The 1-percenters are back in the news with the Oxfam study showing that the world’s richest 1 percent owns more wealth than all the rest of the planet put together. So what about our own 1 percent? How are they doing? Let’s have a look at how that 1 percent and other top earners have been getting along in the crisis.
What follows is based on the EU’s Survey of Income and Living Conditions measurement of income (there may be trouble with the link – go to Eurostat Database/Population and Social Conditions/Living Conditions and welfare/Income and living conditions/income distribution and monetary poverty/distribution of income/the first table). It is a different concept from what Oxfam used: wealth. Wealth ownership refers to assets – real estate (buildings, land) and financial property (shares, bonds, cash, equities, pension pots, etc.). Income refers to the annual flow, whether it is employee or self-employed earnings, investment income, pensions, etc.
Income is only one measure of economic power and influence in the economy. Profits levels, the relative strength of labour and capital, degree of financialisation, place in the production process, social status, ownership of assets – it could be argued that income is the result, not the cause, of unequal power relationships in the economy. But it’s an informative measurement and can reveal something of what is happening around us or, in this case, above us.

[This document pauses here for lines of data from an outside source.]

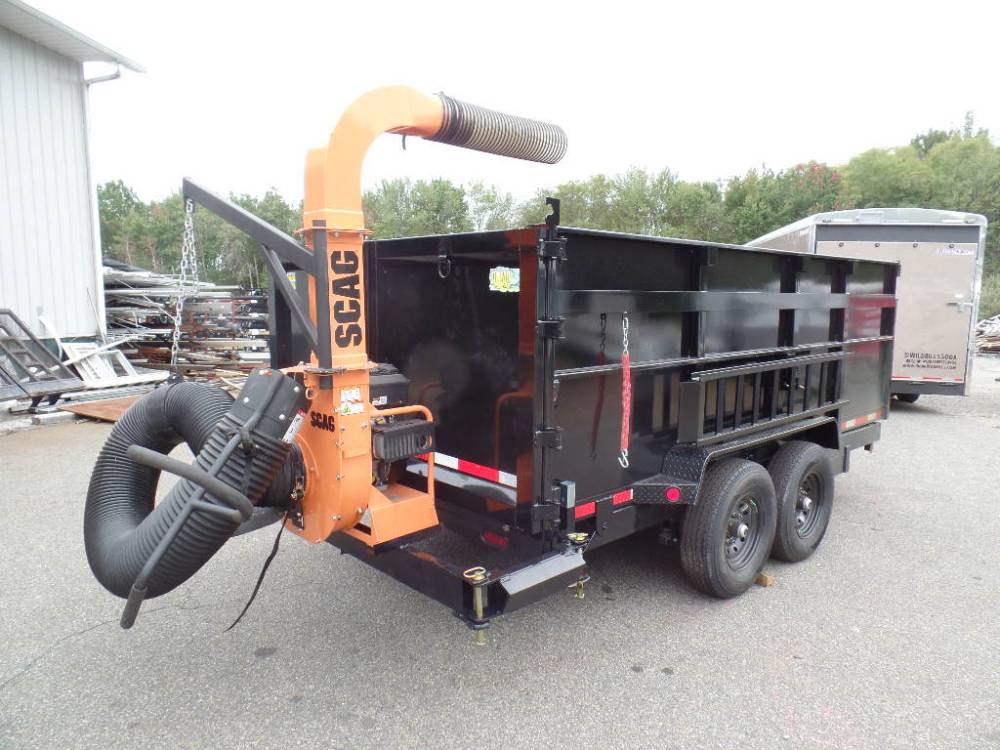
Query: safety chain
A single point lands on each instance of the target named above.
(626, 395)
(188, 277)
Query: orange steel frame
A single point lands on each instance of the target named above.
(336, 444)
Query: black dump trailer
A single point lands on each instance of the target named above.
(750, 375)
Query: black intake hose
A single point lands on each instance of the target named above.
(240, 442)
(481, 129)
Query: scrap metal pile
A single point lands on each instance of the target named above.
(988, 335)
(223, 330)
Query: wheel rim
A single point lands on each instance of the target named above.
(743, 532)
(808, 503)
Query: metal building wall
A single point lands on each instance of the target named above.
(48, 260)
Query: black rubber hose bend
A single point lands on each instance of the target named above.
(121, 525)
(481, 129)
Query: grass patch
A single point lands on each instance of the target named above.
(989, 300)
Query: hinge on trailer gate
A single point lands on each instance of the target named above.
(550, 437)
(550, 329)
(542, 512)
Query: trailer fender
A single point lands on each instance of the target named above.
(684, 466)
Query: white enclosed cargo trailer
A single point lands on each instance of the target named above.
(941, 263)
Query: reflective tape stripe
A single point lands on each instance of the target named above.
(473, 469)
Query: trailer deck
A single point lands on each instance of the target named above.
(515, 340)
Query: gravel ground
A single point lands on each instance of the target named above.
(888, 637)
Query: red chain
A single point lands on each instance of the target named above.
(626, 402)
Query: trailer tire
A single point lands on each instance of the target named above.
(728, 533)
(802, 474)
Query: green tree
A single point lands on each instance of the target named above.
(117, 206)
(489, 207)
(888, 178)
(407, 208)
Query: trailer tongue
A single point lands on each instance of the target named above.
(545, 391)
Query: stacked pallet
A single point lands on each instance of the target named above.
(223, 328)
(988, 335)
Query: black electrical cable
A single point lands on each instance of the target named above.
(263, 572)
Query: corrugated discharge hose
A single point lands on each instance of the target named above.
(239, 442)
(481, 129)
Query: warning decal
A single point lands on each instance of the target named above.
(929, 361)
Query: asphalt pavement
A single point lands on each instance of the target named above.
(888, 637)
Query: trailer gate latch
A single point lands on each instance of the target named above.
(549, 437)
(550, 329)
(552, 249)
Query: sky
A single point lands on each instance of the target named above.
(235, 93)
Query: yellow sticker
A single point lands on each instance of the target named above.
(504, 279)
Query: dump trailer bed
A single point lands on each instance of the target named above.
(515, 340)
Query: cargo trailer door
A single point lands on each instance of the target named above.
(935, 305)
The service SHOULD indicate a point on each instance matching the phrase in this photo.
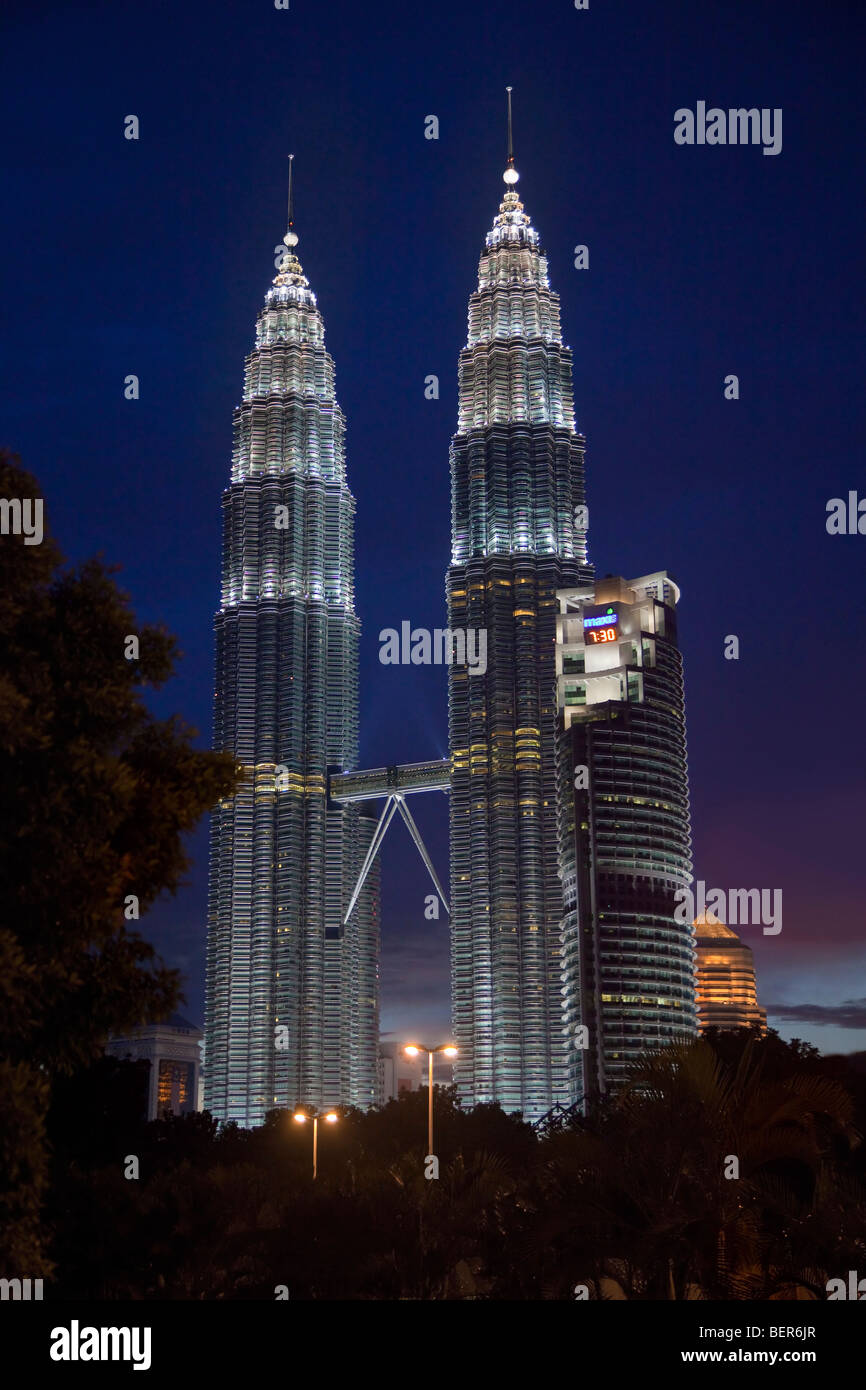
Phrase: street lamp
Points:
(413, 1050)
(328, 1116)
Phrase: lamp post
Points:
(328, 1116)
(413, 1050)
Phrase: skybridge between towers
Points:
(392, 786)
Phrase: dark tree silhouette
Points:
(97, 795)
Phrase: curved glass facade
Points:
(627, 965)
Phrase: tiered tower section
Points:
(292, 995)
(519, 534)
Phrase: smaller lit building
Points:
(727, 993)
(173, 1050)
(399, 1073)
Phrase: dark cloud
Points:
(851, 1014)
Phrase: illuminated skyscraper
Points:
(517, 537)
(292, 994)
(624, 834)
(727, 993)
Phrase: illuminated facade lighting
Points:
(624, 833)
(292, 991)
(727, 993)
(517, 477)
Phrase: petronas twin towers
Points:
(292, 962)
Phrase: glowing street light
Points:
(414, 1050)
(302, 1116)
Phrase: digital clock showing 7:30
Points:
(602, 627)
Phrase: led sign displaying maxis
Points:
(602, 628)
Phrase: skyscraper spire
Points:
(291, 236)
(292, 988)
(510, 173)
(517, 487)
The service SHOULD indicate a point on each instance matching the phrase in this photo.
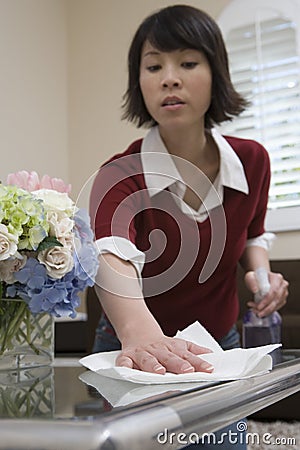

Prior to the crash the top 1 percent held nearly six percent of the share of national income, above the EU-15 average. This fell to 2011 – primarily due to losses in capital and self-employment income arising from property and speculative losses in the crash. However, since 2011 (and the current government), things are on the mend with the 1 percent trending upwards. Still a ways to go to pre-crash levels but with a little time and a few tax cuts, normal business should be be resumed.